I quibble with Friedman’s phrasing that Adelson “got around” the law – he complied with the law, he didn’t evade it – but there’s a larger point here that’s instructive: Adelson’s ability to amplify his voice with money was not seriously diminished by strict campaign finance laws. He simply found different ways to spend and exert influence.

This is the Achilles heel for advocates of stricter campaign finance regulation or a more expansive definition of corruption in America. As Israel found out, strict campaign finance laws can’t “get money out of politics” because campaign spending is not the only way money influences politics. But, on the other hand, if government had license to regulate anything that a) costs money and b) is politically influential, the First Amendment’s free speech and press clauses would be effectively nullified.

Consider the myriad ways money can amplify influence. Sure, wealthy individuals can donate to like-minded politicians, political parties, or political action committees in the hopes of furthering their campaigns. But they can also fund get-out-the-vote efforts targeted at people likely to share their views. They can exert influence through media corporations, as Adelson does in Israel, and as people like Jeff Bezos (owner of The Washington Post) and Rupert Murdoch (founder and chairman of News Corp.) do in America. They can fund university programs or other training programs that influence the views and careers of those who participate in them. They can fund think tanks and research institutes that garner influence by providing much-needed information to time-strapped policymakers.

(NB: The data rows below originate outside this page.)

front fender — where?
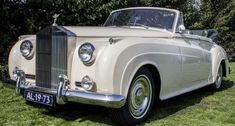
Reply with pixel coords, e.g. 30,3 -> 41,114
211,44 -> 229,83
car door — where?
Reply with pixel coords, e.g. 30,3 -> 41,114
199,37 -> 214,80
180,34 -> 205,82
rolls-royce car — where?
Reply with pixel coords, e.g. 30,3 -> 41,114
8,7 -> 229,125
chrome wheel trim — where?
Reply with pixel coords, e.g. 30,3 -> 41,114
128,75 -> 152,119
215,66 -> 223,89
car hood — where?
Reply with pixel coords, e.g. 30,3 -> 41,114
64,26 -> 172,38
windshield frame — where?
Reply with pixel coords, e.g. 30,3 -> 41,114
103,7 -> 180,33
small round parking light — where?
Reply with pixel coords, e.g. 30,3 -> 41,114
81,75 -> 94,91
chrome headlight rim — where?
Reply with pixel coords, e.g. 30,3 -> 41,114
20,40 -> 33,59
78,42 -> 95,65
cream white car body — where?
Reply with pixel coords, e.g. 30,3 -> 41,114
9,8 -> 229,107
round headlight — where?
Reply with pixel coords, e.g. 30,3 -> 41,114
78,43 -> 95,63
20,40 -> 33,58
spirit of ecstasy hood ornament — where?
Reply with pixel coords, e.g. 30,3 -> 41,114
52,14 -> 60,26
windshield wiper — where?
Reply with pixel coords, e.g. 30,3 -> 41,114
127,23 -> 149,29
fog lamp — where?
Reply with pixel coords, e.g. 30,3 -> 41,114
81,75 -> 94,91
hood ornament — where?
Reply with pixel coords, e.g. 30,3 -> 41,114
52,14 -> 60,26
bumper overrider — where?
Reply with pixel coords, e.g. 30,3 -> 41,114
14,70 -> 126,108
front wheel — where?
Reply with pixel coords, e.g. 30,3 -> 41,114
110,68 -> 155,125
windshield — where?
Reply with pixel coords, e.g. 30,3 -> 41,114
104,9 -> 176,32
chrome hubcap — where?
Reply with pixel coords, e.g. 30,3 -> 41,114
129,75 -> 152,119
215,66 -> 223,89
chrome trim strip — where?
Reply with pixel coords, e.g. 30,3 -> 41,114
16,70 -> 126,108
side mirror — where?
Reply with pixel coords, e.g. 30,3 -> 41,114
177,25 -> 186,33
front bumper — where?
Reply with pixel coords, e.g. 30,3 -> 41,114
15,70 -> 126,108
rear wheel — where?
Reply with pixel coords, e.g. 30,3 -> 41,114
213,65 -> 223,90
110,68 -> 155,125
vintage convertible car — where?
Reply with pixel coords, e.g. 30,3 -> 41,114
9,7 -> 229,125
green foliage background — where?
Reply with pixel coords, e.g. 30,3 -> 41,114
0,0 -> 235,79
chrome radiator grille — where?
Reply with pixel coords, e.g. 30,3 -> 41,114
36,26 -> 67,88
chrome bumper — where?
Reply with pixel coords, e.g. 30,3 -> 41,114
15,70 -> 126,108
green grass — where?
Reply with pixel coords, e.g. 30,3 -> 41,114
0,63 -> 235,126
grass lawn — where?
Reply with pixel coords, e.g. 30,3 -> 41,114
0,63 -> 235,126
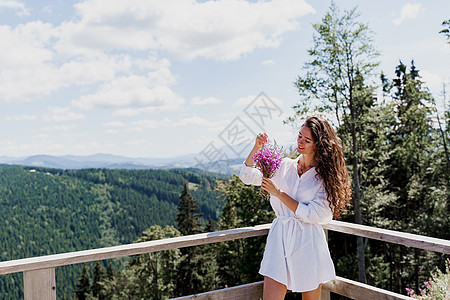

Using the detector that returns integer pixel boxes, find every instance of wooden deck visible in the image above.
[0,221,450,300]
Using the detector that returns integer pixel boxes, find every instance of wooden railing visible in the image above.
[0,221,450,300]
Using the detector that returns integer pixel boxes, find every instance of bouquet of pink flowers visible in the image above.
[253,142,283,200]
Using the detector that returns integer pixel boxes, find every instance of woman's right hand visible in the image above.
[255,132,268,149]
[244,132,268,167]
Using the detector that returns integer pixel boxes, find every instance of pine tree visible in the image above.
[287,2,379,282]
[91,261,106,300]
[217,175,275,286]
[177,182,204,296]
[76,264,91,300]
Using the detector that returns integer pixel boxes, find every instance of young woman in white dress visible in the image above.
[239,117,351,300]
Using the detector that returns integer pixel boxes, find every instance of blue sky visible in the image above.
[0,0,450,157]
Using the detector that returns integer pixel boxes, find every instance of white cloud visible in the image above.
[0,0,30,16]
[42,107,86,122]
[234,95,282,107]
[42,125,75,131]
[261,59,275,66]
[191,97,222,105]
[5,114,37,121]
[72,74,185,114]
[420,70,448,98]
[175,116,213,127]
[102,118,171,133]
[392,3,422,26]
[0,0,314,103]
[66,0,314,60]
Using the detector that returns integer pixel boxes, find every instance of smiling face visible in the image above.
[297,126,316,154]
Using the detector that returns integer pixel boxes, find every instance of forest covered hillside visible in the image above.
[0,165,223,299]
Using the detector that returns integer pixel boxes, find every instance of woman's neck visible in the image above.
[303,154,317,169]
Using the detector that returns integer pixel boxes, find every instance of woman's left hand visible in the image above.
[261,177,280,197]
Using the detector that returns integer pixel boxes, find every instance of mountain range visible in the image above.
[0,153,244,174]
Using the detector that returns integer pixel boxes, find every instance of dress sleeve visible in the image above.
[239,164,262,186]
[295,186,333,224]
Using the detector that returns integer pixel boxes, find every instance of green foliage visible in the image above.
[176,183,208,296]
[406,259,450,300]
[217,175,275,286]
[439,19,450,44]
[0,165,222,300]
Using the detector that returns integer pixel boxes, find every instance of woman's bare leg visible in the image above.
[302,284,322,300]
[263,276,287,300]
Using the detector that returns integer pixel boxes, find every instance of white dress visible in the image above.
[239,156,336,292]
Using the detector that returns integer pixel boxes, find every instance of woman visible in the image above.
[239,117,351,300]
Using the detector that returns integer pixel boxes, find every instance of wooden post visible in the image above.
[320,229,331,300]
[23,268,56,300]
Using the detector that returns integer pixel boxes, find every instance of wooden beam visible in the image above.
[170,281,263,300]
[0,224,271,275]
[323,276,411,300]
[323,221,450,254]
[23,268,56,300]
[0,221,450,275]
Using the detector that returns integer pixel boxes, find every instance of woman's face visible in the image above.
[297,126,316,154]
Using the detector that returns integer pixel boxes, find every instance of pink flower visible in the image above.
[253,143,283,199]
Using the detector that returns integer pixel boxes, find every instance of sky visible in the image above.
[0,0,450,158]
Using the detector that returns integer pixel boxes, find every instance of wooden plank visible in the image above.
[323,221,450,254]
[322,276,411,300]
[0,224,271,275]
[23,268,56,300]
[169,281,264,300]
[0,221,450,275]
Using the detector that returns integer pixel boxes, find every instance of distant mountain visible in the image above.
[0,145,298,174]
[0,153,243,174]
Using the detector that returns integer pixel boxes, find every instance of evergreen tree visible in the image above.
[177,182,205,296]
[217,175,275,287]
[91,261,106,300]
[439,19,450,44]
[287,2,379,282]
[201,216,220,291]
[76,264,91,300]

They can fund forums or other events that bring together like-minded experts to influence policymaking by communicating with voters, crafting model legislation, or simply by creating the appearance of consensus on an issue. They can create or promote art – films, novels, poems, songs, paintings, etc. – that expresses their values. In a world where simply asking people to explain a policy changes their opinion of it, the opportunities for political persuasion and influence are endless.

If the object of regulation is preventing quid pro quo corruption, this is not a problem. Government can police the interactions between candidates and supporters while letting everyone else go about their business. But if the object of regulation is securing equal influence for all, every opportunity for persuasion also beckons regulation. What happens when calls for tax-financed campaigns run up against the realization that campaigns are just one of many avenues for money to influence politics? If privately financed campaigns are considered by pro-regulation advocates to be “distorting,” what about privately financed universities, think tanks, newspapers, and film studios?

The current quid pro quo definition of corruption may not include every activity labeled as bad or distorting in politics, but as Adelson’s Israeli paper demonstrates, decoupling money and influence is an impossible goal if we intend to preserve freedom of speech and press in any recognizable form. Admitting that, the virtues of the quid pro quo standard from a policy perspective become much clearer. Quid pro quos are easy to define, and regulations guarding against them can be narrowly tailored to minimize infringement on freedom of speech, press, and association.

Broader notions of corruption, on the other hand, open a Pandora’s Box of government power to regulate speech. Instead of obliterating the First Amendment with an expansive definition of corruption or playing a futile game of regulatory whack-a-mole with campaign finance rules, we would be wise to foster an environment where the law is simple, clear, and consistent, and people are free to associate, speak, and spend as they wish.